I due fascicoli sul cosiddetto caso McKinsey sono stati resi noti a ottobre: gli inquirenti vogliono capire se il presidente ha affidato incarichi pubblici in maniera illecita alla società di consulenza in cambio di un sostegno economico occulto alla corsa elettorale. L’iniziativa giudiziaria, aveva spiegato il capo della procura Jean-François Bohnert, è stata presa da un lato in seguito alla “relazione del 16 marzo 2022 della Commissione d’inchiesta del Senato sulla crescente influenza delle società di consulenza private sulle politiche pubbliche” e dall’altro “in seguito a diverse segnalazioni e denunce di rappresentanti politici, privati cittadini, eletti e associazioni”.

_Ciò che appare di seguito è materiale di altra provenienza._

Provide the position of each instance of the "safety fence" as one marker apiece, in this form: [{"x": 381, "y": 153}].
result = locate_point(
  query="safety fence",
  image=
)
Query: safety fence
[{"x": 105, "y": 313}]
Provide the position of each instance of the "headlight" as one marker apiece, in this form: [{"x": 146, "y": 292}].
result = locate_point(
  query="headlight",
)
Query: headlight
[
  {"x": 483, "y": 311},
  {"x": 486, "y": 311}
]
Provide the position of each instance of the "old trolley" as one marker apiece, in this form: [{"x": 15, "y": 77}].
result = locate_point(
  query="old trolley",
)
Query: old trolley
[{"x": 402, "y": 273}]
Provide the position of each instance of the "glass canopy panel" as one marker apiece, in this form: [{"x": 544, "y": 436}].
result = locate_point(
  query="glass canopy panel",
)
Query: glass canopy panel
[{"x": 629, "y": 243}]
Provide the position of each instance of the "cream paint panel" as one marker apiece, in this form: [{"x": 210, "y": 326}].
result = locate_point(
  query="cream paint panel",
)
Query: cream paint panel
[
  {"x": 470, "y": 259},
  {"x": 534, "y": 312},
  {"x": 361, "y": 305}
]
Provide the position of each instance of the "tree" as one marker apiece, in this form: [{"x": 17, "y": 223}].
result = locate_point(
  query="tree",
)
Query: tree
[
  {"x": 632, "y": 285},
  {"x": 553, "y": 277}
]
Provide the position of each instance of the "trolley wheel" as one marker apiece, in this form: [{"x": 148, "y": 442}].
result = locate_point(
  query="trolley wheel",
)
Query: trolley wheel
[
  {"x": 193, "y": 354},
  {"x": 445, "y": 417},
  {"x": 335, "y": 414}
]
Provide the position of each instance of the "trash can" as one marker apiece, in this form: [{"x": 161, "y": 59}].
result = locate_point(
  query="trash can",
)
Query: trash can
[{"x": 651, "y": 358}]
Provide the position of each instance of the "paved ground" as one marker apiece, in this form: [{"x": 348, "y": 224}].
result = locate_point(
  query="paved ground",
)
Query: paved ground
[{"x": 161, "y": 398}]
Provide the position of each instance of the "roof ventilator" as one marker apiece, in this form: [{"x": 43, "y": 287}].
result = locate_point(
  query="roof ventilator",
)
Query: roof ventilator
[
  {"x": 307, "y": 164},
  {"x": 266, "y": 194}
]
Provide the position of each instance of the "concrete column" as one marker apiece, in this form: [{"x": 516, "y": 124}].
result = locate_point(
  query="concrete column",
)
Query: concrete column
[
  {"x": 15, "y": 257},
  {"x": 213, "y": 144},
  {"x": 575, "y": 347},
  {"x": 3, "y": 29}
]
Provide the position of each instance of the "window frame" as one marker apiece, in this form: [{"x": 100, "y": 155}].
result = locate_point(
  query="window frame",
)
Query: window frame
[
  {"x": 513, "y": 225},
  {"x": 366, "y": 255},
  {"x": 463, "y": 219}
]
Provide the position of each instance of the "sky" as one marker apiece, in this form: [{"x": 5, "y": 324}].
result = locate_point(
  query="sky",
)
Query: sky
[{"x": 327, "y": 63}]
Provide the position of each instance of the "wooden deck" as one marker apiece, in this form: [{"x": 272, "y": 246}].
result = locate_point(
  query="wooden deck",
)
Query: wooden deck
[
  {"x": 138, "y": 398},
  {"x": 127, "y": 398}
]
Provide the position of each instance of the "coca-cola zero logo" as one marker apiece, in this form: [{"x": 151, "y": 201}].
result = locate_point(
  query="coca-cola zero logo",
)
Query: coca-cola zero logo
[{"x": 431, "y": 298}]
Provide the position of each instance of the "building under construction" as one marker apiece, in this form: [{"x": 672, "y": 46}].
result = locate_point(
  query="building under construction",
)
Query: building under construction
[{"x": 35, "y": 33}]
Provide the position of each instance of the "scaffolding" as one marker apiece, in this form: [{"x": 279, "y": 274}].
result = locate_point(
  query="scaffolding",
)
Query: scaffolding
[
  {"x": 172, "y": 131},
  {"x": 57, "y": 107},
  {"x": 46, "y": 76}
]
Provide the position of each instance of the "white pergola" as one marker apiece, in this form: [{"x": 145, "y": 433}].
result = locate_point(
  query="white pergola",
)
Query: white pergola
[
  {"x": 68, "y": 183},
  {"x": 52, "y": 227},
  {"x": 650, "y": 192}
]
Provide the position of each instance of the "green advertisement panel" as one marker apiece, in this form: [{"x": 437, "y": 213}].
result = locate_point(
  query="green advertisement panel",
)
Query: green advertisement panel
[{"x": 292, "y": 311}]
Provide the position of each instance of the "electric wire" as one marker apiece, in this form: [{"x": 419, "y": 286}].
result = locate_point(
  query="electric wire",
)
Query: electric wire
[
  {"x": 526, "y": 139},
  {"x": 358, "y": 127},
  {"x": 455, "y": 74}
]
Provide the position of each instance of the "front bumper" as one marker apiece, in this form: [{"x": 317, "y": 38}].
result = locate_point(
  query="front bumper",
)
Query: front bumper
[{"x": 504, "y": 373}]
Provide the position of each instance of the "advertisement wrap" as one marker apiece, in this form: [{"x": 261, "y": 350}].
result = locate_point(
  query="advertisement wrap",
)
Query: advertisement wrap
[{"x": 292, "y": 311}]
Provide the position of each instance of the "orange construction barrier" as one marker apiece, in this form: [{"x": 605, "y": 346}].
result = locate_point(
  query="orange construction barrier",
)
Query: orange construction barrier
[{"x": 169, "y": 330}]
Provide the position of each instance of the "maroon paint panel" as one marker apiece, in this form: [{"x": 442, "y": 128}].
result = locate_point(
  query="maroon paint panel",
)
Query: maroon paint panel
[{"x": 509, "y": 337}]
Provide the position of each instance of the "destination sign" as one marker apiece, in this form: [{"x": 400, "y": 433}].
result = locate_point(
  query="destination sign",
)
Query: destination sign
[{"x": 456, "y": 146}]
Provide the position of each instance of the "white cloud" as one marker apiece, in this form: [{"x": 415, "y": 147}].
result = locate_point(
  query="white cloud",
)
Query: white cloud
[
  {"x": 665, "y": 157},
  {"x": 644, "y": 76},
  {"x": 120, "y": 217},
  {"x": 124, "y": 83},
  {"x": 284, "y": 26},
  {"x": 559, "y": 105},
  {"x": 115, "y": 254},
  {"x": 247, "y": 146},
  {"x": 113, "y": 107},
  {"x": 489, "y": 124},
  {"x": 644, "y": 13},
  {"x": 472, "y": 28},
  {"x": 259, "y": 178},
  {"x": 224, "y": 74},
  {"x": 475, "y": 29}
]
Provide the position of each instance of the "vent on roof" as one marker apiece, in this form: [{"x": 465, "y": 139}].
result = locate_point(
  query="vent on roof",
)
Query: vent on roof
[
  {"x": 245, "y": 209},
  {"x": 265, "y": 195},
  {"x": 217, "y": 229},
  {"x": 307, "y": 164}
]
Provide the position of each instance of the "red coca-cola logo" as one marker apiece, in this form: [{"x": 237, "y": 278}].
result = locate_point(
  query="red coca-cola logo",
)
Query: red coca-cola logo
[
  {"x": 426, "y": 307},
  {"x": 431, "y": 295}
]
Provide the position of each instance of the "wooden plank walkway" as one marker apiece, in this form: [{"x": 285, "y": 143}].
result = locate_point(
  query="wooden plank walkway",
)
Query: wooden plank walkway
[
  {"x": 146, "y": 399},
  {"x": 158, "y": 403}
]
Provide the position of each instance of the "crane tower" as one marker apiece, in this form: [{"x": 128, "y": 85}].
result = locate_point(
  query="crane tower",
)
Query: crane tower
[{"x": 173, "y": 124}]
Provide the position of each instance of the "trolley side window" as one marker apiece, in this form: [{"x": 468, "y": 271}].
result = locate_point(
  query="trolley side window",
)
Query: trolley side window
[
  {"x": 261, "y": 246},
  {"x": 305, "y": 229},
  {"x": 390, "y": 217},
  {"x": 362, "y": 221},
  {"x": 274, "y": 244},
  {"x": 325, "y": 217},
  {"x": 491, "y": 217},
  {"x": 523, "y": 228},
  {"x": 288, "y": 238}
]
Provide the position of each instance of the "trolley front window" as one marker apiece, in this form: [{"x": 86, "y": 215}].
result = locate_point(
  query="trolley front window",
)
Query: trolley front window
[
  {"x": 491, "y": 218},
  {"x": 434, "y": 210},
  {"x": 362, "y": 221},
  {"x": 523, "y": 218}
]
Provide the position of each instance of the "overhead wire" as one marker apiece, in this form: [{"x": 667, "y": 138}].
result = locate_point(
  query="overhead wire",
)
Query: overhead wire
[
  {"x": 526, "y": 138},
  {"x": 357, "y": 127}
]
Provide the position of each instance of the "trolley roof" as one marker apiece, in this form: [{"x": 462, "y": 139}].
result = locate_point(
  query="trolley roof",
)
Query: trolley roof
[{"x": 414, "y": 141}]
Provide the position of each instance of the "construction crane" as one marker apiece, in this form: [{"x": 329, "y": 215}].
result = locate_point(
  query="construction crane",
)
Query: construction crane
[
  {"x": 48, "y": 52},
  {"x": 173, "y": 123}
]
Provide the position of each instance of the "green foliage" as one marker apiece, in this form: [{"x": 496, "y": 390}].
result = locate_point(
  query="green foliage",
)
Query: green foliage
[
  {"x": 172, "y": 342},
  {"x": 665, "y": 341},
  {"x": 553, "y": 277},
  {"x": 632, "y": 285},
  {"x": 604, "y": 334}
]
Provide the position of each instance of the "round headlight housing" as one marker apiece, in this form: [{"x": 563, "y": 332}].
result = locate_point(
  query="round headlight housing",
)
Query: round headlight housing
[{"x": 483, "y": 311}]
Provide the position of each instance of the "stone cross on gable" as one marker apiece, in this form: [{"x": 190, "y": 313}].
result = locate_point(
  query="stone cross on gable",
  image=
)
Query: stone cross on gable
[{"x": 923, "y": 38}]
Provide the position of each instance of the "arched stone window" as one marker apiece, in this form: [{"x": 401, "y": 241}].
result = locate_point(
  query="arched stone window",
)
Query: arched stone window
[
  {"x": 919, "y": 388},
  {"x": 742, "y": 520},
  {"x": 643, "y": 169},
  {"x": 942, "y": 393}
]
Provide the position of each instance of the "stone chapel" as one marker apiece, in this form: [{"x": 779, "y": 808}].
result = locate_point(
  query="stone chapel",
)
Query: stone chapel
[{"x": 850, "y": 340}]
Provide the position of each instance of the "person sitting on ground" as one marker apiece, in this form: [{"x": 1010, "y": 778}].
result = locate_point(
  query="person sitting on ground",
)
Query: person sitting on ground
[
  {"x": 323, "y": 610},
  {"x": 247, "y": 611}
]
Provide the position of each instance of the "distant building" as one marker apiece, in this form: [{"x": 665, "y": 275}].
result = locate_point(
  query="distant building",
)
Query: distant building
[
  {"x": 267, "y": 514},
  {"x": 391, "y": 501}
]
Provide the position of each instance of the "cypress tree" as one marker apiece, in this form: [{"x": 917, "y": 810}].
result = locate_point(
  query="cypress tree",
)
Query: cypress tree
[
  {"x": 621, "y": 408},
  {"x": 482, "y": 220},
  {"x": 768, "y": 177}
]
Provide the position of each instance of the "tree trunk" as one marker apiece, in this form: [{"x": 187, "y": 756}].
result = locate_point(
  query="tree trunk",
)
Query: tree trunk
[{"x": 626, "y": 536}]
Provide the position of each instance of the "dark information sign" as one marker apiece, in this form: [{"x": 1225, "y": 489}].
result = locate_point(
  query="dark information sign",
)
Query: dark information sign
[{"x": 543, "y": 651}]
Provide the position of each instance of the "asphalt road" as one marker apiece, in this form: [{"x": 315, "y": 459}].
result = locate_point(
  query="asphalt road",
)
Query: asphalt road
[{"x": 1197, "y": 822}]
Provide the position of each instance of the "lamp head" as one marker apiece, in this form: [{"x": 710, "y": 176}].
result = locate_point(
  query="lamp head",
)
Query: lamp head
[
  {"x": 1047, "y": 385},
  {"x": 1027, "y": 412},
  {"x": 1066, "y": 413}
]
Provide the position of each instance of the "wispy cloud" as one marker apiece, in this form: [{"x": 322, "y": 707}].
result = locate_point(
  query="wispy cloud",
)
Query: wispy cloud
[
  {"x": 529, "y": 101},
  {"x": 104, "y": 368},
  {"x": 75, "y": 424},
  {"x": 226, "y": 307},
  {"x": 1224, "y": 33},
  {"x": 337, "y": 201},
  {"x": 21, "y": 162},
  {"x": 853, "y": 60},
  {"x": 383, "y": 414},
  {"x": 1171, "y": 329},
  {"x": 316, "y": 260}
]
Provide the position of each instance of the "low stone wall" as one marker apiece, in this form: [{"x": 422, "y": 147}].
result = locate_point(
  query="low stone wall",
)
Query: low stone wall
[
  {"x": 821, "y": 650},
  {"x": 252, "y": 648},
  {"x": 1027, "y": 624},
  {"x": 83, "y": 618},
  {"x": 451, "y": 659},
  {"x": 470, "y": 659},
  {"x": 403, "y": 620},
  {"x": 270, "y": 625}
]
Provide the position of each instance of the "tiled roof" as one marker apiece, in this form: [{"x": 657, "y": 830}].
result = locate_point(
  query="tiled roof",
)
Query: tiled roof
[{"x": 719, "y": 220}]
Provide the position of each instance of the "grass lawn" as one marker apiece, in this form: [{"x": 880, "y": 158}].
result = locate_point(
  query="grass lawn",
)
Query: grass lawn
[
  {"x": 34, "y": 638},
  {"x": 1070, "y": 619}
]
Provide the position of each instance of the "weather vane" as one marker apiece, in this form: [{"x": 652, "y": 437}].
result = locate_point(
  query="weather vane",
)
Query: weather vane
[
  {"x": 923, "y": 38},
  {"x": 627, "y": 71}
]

Una delle due indagini ipotizza falsificazioni dei bilanci delle campagne elettorali, l’altra il “favoritismo”, un reato previsto dal codice penale francese e più o meno equivalente alla nostra turbativa d’asta. Uno dei tre giudici istruttori incaricati di indagare sul caso è Serge Tournaire, noto per aver già incriminato l’ex primo ministro François Fillon e l’ex presidente della Repubblica Nicolas Sarkozy. Nel corso dell’ultima campagna elettorale, Macron era già finito al centro delle polemiche per la quantità di commesse statali affidate a McKinsey, che secondo il rapporto della Commissione d’inchiesta del Senato erano “più che raddoppiate” tra il 2018 e il 2021 (durante il suo primo mandato), fino a raggiungere un record di oltre un miliardo di euro lo scorso anno.